I think XOA could solve it by storing sensitive passwords or keys in an encrypted form in the XOA itself. An administrator can unlock access to these passwords/keys from the XOA web interface after boot of XOA. This could be problematic if XOA somehow is rebooted without anyone there to unlock things. If this feature is optional, organisations can decide for themselves what to use. Perhaps even use MFA or Fido keys, etc.
In any case, the passwords are only ever store in plain text in memory, and never on-disk with such a solution.
-
This would hurt a lot the availability of the solution. If you have a xo-server restart (and indeed, also a XOA reboot), you'll need the key again to unlock the password to connect to the host and then if you missed it, you'll miss backups, load balancing and everything else.

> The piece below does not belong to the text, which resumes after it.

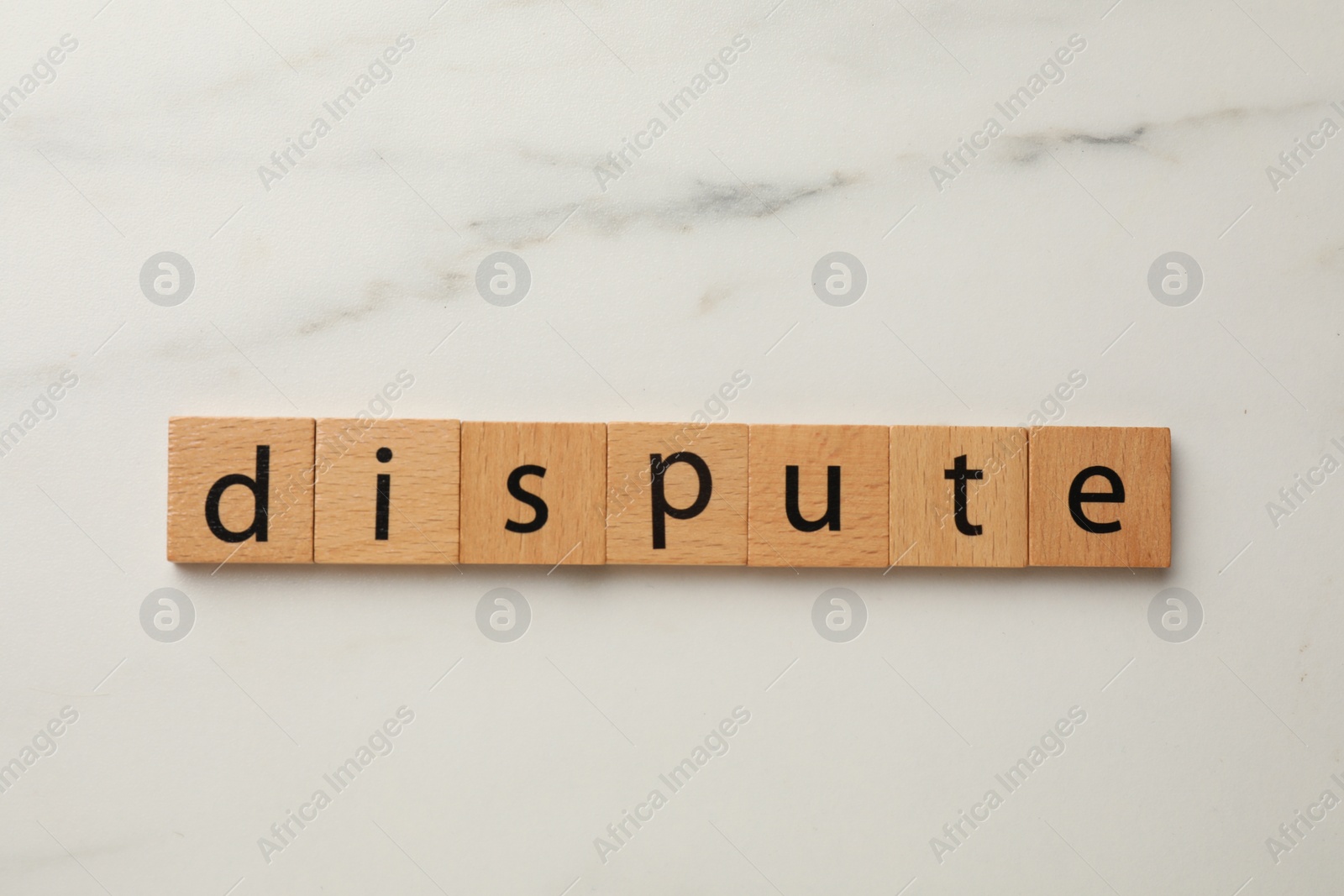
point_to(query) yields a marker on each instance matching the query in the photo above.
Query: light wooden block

So how do you get it without sacrificing the usability?
-
I think it could "survive" a xo-server restart, but not a full XOA restart, depending on how this is implemented.
But yes, this is why it needs to be an option/optional feature for those that feel the security implications are more important than the effort to staff someone to login.
-
@olivierlambert @Forza @jeffmetal @bettysweetss During deployment of XOA it could allow for the capacity to enable such a feature. As well as a configuration option in XOA for afterwards, if not enabled during deployment. Then as part of the same section there would be the option for the user to choose for where the encryption key for the credentials can be stored:-
- TPM 2.0
- KMIP protocol server
- Tang server (https://github.com/latchset/tang)
- AWS Secrets Manager
- HashiCorp Vault (or any open source forks)
- Google Secrets Manager
- Azure Key Vault
- IBM Cloud Secrets Manager
- CyberArk Conjur
As well other options, but any way being able to have the encryption key go to one of these, then accessed from there when required. Also through an option the encrypted SR could also gain the option to have the capacity to get the keys going to the users choice of one of the list above.
The KMIP protocol server can come in two forms hardware and software. The software form comes as a piece of software which is installed on a device of your choosing or as a virtual appliance. The hardware form is a physical appliance, which you setup, connect to your network, configure and administer.
Some of the above will work in an airgap network environment, as they don't require an Internet connection to work. There's also the option to use an online third party service which is provided by companies which may have higher security than you, on your network; or if the other options of having it on your network isn't viable.
-
I'm not saying it's not possible, I'm saying this will be at the huge expense of usability.